26.05.2008 FAMAB - Gipfel der Kreativität

2010 findet im Chinesischen Shanghai die nächste große Weltausstellung statt. Unter dem Motto „Better city – better life“ werden sich rund 200 Länder und internationale Organisationen an der EXPO am Ufer des Huangpu-Flusses beteiligen. In der sechsmonatigen Laufzeit rechnen die Veranstalter mit rund 70 Mio. Besucher, von denen 95 % aus China stammen sollen. Damit wird die EXPO Shanghai zur größten ihrer Art.
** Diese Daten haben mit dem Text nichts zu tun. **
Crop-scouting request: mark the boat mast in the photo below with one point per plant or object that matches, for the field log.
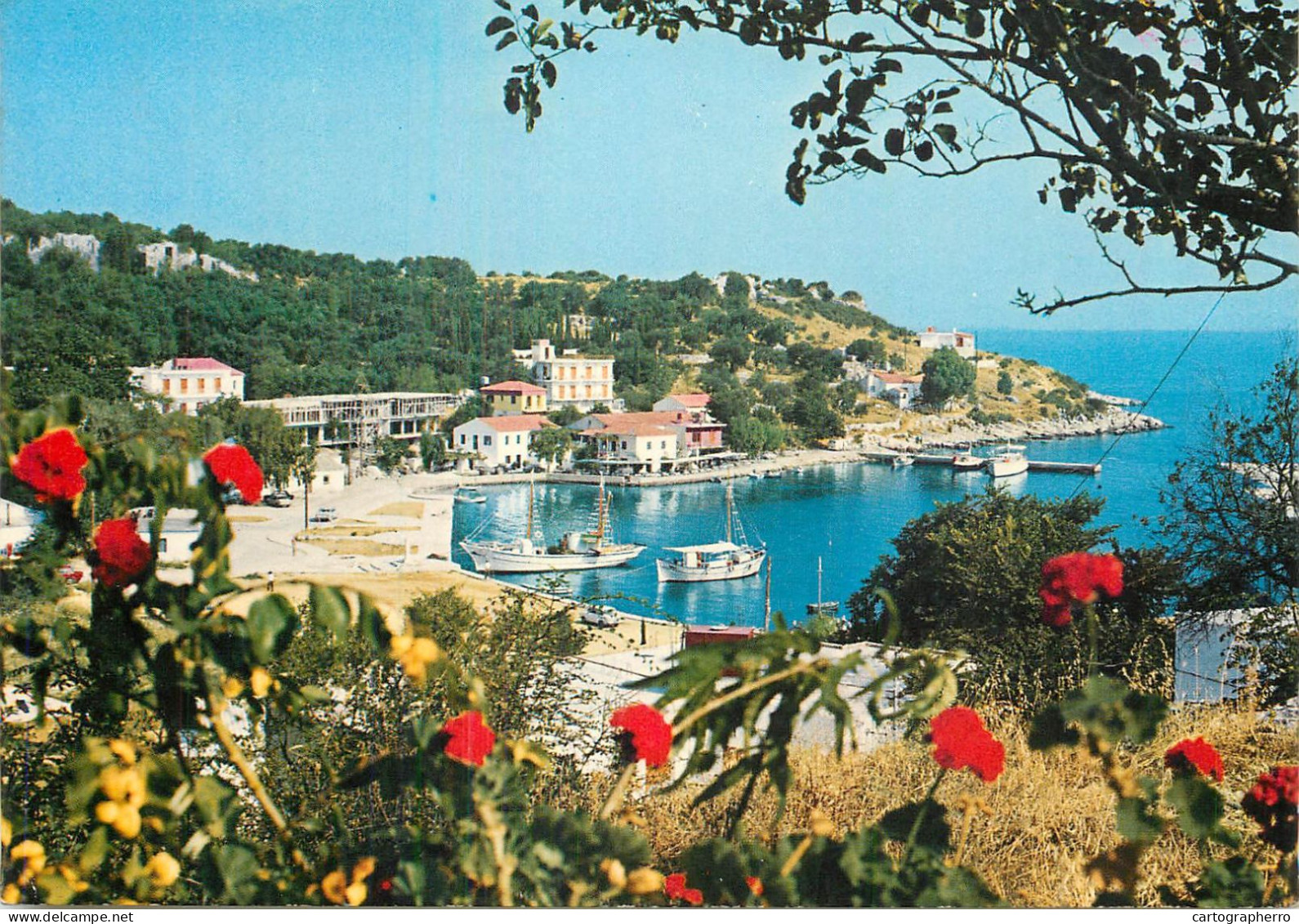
(730, 494)
(766, 609)
(532, 482)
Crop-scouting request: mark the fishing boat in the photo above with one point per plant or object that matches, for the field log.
(1010, 462)
(966, 460)
(721, 560)
(577, 551)
(827, 607)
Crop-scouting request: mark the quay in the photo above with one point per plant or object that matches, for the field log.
(1034, 466)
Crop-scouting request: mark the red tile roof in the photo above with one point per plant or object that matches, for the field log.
(512, 387)
(516, 422)
(693, 400)
(202, 364)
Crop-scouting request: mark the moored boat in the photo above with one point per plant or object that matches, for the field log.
(1010, 462)
(721, 560)
(578, 551)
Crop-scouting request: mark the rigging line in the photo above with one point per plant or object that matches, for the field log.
(1154, 391)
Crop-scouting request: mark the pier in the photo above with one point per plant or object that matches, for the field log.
(1034, 466)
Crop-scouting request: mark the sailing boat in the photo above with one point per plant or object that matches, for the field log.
(578, 551)
(828, 607)
(715, 560)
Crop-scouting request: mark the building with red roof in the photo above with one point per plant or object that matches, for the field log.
(190, 382)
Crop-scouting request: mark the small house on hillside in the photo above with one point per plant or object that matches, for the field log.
(894, 386)
(513, 396)
(499, 442)
(958, 339)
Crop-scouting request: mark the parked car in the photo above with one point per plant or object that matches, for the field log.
(603, 618)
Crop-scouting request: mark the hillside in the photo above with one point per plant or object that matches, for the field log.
(304, 323)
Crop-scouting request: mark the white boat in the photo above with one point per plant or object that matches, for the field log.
(1010, 462)
(720, 560)
(966, 460)
(578, 551)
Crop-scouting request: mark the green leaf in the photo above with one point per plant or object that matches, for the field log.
(1199, 806)
(330, 609)
(272, 623)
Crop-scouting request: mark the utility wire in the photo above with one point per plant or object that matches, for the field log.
(1154, 391)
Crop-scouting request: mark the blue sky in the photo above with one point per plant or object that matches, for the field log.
(378, 129)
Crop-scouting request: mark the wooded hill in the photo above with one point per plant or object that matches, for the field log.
(329, 323)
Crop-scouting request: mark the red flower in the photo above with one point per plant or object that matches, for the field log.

Auch für Deutschland und das Bundesministerium für Wirtschaft und Technologie ist es die größte EXPO-Beteiligung aller Zeiten. Der Pavillon wird auf einem rund 6000 m² großen Gelände errichtet und hat eine Kapazität von täglich rund 50.000 Menschen. Bei einer Laufzeit von 184 Tagen kann er so neun Millionen Gäste empfangen. Das sind rund 14 % der erwarteten Gesamtbesucher.

Der Bundeswirtschaftsminister hat bereits im Juni 2006 die deutsche Beteiligung an der Weltausstellung verbindlich zugesagt. Das Konzept für den Deutschen Pavillon wurde dann in einer EU-weiten Ausschreibung ermittelt. Von den Bewerbern konnten sich 25 Agenturen und Büros qualifizieren, die aufgefordert wurden, ein Grobkonzept für die Beteiligung einzureichen.

In einer ersten Sitzung der Jury im September 2007 wurden sechs Entwürfe ausgewählt, die im Detail ausgearbeitet wurden. Die endgültige Entscheidung über das Konzept fällte die Auswahlkommission unter Leitung des Wirtschaftsministeriums im März 2008.

An fünf dieser sechs ausgewählten Entwürfe waren Mitglieder des FAMAB beteiligt. So schafften es die Konzepte an denen die FAMAB-Mitglieder –

Unternehmen, Agenturen und Büros:

  • Fairform (FMA)
  • facts + fiction (FME) / GTP (FDA)
  • Lippsmeier + Partner (FDA)
  • MAR (FDA)
  • Schmidhuber (FDA)/Nüssli (FMA)

beteiligt waren, auf die Liste der letzten Sechs.

Hiermit wird einmal mehr dokumentiert, wie hoch der Qualitätsstandard und die Kreativität der Mitglieder des Verbands für Direkte Wirtschaftskommunikation ist. Allen Ausschreibungsteilnehmern ist es gelungen, die kompetente Jury von Spezialisten aus den unterschiedlichen Bereichen zu überzeugen. Egal ob Architekten, Freizeitparkspezialisten, Messeprofis, Tourismusexperten oder Vertretern der Ministerien: Sie alle goutierten für die Grobkonzepte aus den Reihen des Verbands.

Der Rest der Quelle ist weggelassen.